Mas, por conta disso, muitas vezes a gente não levava câmera ou levava apenas a microcam, porque carregar filho de 4 anos na lomba e mochila pesada simplesmente não rola. Então, tem umas fotos mais legais e outras meia bomba.

Foram 8 dias em que ficamos rodeados pela mata atlântica, com um marzão de águas claras em nossa frente, um céu pra lá de estrelado, um solão de deixar qualquer miolo mole e gente caminhando despreocupada.

Daí que comecei a perceber de onde os baianos tiravam as inspirações para coisas super coloridas, uma criatividade apurada para dar novos usos aos seus recursos naturais de modo a continuar se integrando a todo contexto.

Muita madeira reaproveitada, que vira móvel, batente de portas, esculturas e adornos de parede.

As conchinhas se transformam em belíssimas cortinas, que não limitam a entrada do sol.

É cesto pra dar e vender! O artesanato é riquíssimo, reutilizando praticamente tudo que seus olhos podem enxergar.

Nem mesmo as sementes foram deixadas de lado, rapidamente foram inseridas nas soleiras e serviram para compor desenhos em pisos de cimento.

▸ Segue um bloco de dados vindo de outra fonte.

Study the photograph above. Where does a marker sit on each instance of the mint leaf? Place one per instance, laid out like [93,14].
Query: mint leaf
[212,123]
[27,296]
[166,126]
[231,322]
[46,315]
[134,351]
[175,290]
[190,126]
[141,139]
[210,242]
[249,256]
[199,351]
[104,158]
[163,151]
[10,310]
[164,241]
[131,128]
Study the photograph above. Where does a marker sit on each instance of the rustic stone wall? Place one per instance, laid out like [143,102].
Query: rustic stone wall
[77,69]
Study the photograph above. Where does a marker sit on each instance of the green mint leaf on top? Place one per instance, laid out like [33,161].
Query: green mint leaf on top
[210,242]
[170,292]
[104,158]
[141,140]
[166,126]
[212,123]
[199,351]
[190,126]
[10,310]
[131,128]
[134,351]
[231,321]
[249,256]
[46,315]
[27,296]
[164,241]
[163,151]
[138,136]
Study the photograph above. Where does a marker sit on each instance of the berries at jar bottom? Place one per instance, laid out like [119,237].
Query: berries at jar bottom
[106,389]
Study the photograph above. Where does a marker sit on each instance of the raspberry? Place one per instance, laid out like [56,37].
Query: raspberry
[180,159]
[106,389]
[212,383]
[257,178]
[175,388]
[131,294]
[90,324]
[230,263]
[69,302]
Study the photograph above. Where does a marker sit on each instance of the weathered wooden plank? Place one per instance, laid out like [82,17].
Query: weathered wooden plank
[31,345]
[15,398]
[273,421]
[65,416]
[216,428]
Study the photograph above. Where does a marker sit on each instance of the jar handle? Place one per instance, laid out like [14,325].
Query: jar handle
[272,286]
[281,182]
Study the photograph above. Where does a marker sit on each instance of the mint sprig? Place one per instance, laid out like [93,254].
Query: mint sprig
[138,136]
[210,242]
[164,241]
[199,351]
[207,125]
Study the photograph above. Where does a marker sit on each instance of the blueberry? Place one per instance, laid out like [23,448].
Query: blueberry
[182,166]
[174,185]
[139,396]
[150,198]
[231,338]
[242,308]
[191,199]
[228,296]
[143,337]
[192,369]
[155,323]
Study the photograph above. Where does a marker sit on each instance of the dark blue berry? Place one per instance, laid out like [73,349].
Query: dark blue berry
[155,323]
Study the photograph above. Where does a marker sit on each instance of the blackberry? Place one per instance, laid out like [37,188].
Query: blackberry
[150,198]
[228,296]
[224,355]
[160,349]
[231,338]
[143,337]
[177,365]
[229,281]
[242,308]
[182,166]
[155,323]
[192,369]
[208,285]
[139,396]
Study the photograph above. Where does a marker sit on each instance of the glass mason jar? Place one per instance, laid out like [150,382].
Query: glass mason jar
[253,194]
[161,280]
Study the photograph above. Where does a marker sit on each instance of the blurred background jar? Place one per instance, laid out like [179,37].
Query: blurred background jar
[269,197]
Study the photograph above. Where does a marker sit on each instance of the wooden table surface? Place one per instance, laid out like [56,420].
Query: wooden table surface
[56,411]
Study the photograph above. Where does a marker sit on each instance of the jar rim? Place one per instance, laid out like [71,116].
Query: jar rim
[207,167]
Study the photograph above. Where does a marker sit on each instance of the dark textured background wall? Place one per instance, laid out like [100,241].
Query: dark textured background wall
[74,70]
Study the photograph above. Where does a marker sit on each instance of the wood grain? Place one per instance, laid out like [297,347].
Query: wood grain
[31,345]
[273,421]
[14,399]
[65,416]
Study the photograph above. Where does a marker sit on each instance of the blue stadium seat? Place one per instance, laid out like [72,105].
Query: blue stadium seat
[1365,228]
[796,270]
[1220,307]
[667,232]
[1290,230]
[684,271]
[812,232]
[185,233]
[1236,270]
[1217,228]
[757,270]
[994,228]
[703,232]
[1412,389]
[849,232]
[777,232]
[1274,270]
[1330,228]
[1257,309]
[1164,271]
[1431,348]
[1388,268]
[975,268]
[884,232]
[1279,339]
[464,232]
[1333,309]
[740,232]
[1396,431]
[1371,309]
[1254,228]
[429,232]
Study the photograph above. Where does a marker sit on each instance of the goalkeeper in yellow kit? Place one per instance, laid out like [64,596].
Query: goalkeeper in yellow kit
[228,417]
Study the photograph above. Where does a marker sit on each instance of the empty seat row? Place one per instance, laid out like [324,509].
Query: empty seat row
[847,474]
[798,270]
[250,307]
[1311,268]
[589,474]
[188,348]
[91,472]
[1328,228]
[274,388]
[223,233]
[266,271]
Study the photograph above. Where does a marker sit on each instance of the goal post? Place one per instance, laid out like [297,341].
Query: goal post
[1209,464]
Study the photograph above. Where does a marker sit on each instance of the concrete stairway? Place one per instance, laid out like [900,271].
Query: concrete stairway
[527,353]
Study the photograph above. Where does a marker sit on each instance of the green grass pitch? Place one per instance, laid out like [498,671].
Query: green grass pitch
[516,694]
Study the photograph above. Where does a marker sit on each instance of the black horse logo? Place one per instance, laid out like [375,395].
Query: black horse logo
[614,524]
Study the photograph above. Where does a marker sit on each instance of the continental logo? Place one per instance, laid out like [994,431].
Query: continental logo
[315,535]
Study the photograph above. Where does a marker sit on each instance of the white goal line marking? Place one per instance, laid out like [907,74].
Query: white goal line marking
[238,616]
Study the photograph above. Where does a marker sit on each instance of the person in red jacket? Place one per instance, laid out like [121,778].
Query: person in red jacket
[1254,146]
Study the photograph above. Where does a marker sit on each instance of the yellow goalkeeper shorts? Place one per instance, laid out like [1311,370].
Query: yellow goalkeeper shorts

Mesmo na época em que a região estava com muitos turistas, foram raras as vezes em que me deparei com algum lixo no chão. Esses cestos são espalhados por todo canto, para não ter desculpa de faltar lugar para desovar o lixo, sem dizer que já dão uma bossa toda especial…

Esses pássaros construídos a partir de coco, galhos e penas estavam espalhados por todo jardim da pousada.

Novamente, olha aí mais galho. Na maior parte dos lugares onde fui, eles ganhavam adornos como luzes natalinas, flores secas ou artificiais e, à noite, viravam o foco das atenções.